谷崎の案内でバウルに上陸した麻田が呟いた。
麻田の前には黒軍の軍団長がその巨体を並べている。
かたや二十メートル超の巨体。かたや老人。
黒軍の誰かが動けば風圧で飛ばされてしまいそうな圧倒的な力の差。
しかし麻田は気にせず彼らの前に進み出て、静かに深く頭を下げた。
「俺は麻田次郎。今は隠居しているただのジジイだ。あんたらが怪獣代表か?」
「黒軍代表、竜軍団長ブリリアント」
「黒の艦隊、セカンド」
ブリリアントとセカンドが頭を下げる。
麻田は二者が頭を上げるのを待って、さっそく話を切り出した。
「今日はお前らと井出大吉に悪くねぇ話を持って来た」
「大吉様に?」
ブリリアントが麻田に首を伸ばし、そして傾げる。
「……谷崎、この者は自らをただのジジイと言ったが?」
「今は確かに隠居されていますがこの方は元総理大臣で、現職の安住総理大臣とも懇意にされているお方です。提案は日本国政府からと考えて頂いて構いません」
「それは禁句だぞ谷崎。ジジイのタワゴトとして扱ってくれんと安住が困る」
「失礼しました」
「なるほど。

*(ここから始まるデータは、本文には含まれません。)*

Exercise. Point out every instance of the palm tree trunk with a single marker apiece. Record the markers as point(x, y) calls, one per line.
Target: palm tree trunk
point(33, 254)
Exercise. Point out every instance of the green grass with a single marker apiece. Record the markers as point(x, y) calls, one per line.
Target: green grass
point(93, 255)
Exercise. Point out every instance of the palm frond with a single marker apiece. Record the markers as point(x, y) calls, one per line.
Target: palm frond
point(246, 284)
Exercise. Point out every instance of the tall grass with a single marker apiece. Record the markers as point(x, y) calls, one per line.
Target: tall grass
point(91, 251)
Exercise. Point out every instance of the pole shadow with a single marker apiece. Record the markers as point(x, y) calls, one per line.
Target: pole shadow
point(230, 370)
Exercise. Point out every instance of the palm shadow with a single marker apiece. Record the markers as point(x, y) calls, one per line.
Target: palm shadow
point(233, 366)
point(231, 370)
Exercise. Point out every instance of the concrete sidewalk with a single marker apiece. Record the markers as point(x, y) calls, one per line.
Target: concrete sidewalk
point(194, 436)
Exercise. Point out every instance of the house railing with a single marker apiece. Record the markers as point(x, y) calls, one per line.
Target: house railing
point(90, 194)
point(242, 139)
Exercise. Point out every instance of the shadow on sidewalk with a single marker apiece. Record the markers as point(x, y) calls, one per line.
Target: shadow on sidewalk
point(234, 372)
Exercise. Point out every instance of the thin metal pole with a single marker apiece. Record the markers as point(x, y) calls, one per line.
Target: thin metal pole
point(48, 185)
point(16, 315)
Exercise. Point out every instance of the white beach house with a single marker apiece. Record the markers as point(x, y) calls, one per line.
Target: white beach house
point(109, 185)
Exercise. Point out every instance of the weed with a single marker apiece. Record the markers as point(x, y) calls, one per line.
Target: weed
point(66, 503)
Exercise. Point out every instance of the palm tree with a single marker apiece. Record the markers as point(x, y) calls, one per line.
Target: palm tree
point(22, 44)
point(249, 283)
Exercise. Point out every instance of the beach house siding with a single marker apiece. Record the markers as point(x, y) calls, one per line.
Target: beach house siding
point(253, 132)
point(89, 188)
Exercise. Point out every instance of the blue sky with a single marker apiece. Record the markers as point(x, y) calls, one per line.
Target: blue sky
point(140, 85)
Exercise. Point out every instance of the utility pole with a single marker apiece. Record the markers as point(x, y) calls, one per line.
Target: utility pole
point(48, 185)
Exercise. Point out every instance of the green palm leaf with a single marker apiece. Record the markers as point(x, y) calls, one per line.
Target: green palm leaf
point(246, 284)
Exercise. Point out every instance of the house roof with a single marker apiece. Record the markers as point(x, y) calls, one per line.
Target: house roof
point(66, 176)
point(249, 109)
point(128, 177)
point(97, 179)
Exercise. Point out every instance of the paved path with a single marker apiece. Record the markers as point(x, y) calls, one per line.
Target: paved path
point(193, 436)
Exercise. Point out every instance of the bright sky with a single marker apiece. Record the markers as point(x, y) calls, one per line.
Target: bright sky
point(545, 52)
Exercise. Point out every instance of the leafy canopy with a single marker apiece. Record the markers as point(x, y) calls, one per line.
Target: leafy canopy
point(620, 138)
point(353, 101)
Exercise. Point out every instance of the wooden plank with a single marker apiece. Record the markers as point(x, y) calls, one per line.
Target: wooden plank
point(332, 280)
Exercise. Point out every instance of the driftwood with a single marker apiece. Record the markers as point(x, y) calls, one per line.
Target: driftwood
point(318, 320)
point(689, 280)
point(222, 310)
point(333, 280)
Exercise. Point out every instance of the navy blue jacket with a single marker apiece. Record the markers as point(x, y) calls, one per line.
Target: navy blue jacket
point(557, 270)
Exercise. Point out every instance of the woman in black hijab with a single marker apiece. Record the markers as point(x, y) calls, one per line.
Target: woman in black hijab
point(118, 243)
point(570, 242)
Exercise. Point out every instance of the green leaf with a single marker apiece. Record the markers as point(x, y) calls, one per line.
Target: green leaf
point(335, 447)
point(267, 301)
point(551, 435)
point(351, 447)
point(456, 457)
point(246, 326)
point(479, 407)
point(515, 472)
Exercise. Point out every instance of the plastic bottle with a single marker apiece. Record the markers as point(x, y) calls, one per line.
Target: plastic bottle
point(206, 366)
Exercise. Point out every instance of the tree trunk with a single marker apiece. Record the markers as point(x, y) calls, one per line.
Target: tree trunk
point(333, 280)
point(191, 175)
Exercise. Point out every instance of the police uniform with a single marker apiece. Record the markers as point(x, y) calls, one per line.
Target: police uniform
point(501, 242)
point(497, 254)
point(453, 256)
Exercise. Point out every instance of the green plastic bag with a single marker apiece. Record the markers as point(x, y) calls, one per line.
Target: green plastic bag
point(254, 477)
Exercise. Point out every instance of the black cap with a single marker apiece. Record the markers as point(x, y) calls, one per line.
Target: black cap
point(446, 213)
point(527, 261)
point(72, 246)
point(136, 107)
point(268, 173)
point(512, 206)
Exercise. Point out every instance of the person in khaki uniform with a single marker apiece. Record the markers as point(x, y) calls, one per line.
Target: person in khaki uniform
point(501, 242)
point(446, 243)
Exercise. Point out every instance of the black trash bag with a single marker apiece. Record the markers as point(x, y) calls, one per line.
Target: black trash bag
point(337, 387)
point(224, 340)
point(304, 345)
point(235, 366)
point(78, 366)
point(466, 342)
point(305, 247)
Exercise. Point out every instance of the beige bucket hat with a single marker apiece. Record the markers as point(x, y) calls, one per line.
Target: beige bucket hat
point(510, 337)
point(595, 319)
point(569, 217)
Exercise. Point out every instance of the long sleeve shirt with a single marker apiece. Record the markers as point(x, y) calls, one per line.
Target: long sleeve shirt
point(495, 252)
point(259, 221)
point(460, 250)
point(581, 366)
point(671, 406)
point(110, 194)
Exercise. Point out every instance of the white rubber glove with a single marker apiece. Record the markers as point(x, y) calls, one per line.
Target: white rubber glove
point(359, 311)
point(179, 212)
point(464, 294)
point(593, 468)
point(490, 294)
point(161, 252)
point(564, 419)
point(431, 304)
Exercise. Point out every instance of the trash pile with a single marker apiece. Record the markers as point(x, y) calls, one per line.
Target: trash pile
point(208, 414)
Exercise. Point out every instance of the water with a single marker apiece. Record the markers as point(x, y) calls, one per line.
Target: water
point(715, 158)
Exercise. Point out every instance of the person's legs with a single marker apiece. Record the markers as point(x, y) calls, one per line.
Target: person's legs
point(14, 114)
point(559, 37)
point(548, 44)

谷崎がそう言うのであれば、悪くねぇ話とやらを聞こう」
ブリリアントが首を引っ込める。
近くで見るとさすがに怖えな。
内心の恐怖を顔には出さず、麻田は彼らに提案した。
「ちっぽけなもんで構わねぇ。お前らにふたつほど島を作ってもらいたい」
「島?」
「谷崎、頼む」
谷崎がバウルの作った壁にプロジェクターで資料を写す。
映し出されたのは領海とEEZまで描かれた日本地図。
麻田は海に記したバツ印を示して言った。
「場所はお前らが最初に現れた我が国のEEZの穴。この地図に示した通りに作ってもらいたい」
谷崎が資料を示し、麻田が詳細を説明する。
バウル、ブリリアント、ガトラス、ボルンガ、ビルヒム、そしてセカンドが静かにその話を聞く。
説明を終えた麻田は彼らに問いかけた。
「……と、いう訳だ。出来るか?」
「舐めるな。その程度ならいくらでも出来る」
「ロボは惑星開拓重機。アイリーン達にやらせましょう」
「すげぇなぁ。異世界にはそんなものがあるのかい」
異世界の超絶オカルトっぷりに麻田が笑う。
「しかし、これがどうして大吉様の為になるのだ?」
「この星では新島の領有権は基本的に発見した国のものとなる」
首を傾げたブリリアントに麻田が言う。
「しかしお前らが島を作れるんなら好きな場所に島を作って領有出来る事になる。こんなのを一国の、しかも一企業が権利を独占するのを世界が認める訳がねぇ。その枠組み作りの為に島を作って盛大にアピールして欲しいのさ」
えげつないなぁ、この人……
谷崎は麻田の説明を、何とも言えない顔で聞いていた。
フラットウェスト社が怪獣達の利権を握れば、国の領土を一企業が操作できるという事になる。
麻田の言った通り新島の領有権は発見した国のもの。
どの国も自国の近くに勝手に島を作られて領有されたくは無いだろう。世界各国がこぞって制限に乗り出すはずだ。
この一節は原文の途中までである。